Кое-кто из старых агентов, начавших службу в израильской разведке задолго до получения Израилем независимости, был обеспокоен тем, что Харел пока что оголил крайне важные для Израиля участки работы. На эти возражения Харел отвечал так же, как отвечал Бен-Гуриону. «Лучше обходиться совсем без агентов, чем иметь множество таких, которые не отдают себе отчета в том, что делают».
Даже много лет спустя он настаивал на том, что именно эти его действия обеспечили Мосаду успех. На стиль работы Харела время не влияло. Это объяснялось не только особенностями его характера, но и опытом, приобретенным на посту руководителя Шин Бет. К моменту своего прохода в Мосад Харел уже был типичным разведчиком, суперполицейским в самом простом и недвусмысленном значении этого слова. Он изучал методы работы ЦРУ, английской разведки и КГБ, чтобы иметь возможность организовать контршпионаж. Ему было слишком хорошо известно, сколько вреда может принести плохо обученный агент.

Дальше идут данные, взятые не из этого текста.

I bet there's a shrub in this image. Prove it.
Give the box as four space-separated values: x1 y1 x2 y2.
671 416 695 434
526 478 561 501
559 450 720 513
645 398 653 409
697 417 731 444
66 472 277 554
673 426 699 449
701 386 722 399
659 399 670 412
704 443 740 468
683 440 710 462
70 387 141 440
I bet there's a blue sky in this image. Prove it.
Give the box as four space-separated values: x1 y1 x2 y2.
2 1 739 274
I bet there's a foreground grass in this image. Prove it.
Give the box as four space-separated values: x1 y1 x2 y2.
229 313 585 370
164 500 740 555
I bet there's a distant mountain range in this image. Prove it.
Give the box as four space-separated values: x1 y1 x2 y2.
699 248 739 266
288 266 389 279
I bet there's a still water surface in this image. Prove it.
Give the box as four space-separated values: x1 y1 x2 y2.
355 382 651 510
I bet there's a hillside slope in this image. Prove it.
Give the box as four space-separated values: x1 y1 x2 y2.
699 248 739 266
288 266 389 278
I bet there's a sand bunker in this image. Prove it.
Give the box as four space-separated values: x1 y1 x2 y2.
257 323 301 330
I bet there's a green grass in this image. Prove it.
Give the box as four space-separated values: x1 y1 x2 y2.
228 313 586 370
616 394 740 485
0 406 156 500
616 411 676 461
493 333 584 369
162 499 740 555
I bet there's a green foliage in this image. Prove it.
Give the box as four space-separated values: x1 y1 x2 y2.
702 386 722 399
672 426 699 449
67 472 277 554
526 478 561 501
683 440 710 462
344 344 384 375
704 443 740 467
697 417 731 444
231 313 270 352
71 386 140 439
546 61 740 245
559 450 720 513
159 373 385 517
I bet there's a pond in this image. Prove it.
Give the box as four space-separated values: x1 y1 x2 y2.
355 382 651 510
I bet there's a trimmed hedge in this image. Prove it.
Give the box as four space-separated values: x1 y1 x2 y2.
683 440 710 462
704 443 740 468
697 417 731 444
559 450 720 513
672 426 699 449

Как человек наблюдательный, он усвоил и все нюансы своей профессии, извлекая для себя пользу и из чужих ошибок. Охотник за шпионами, сам ставший шпионом, имеет определенные преимущества.
Исер Харел своим внешним обликом плохо соответствовал сложившимся в обществе представлениям о суперагенте. В то время, когда под его начало передали Мосад, ему было сорок лет, но казался он пятидесятилетним. Он был мал ростом — всего 155 см и толст (позднее он, правда, похудел). По одежде его можно было принять за педантичного банковского клерка.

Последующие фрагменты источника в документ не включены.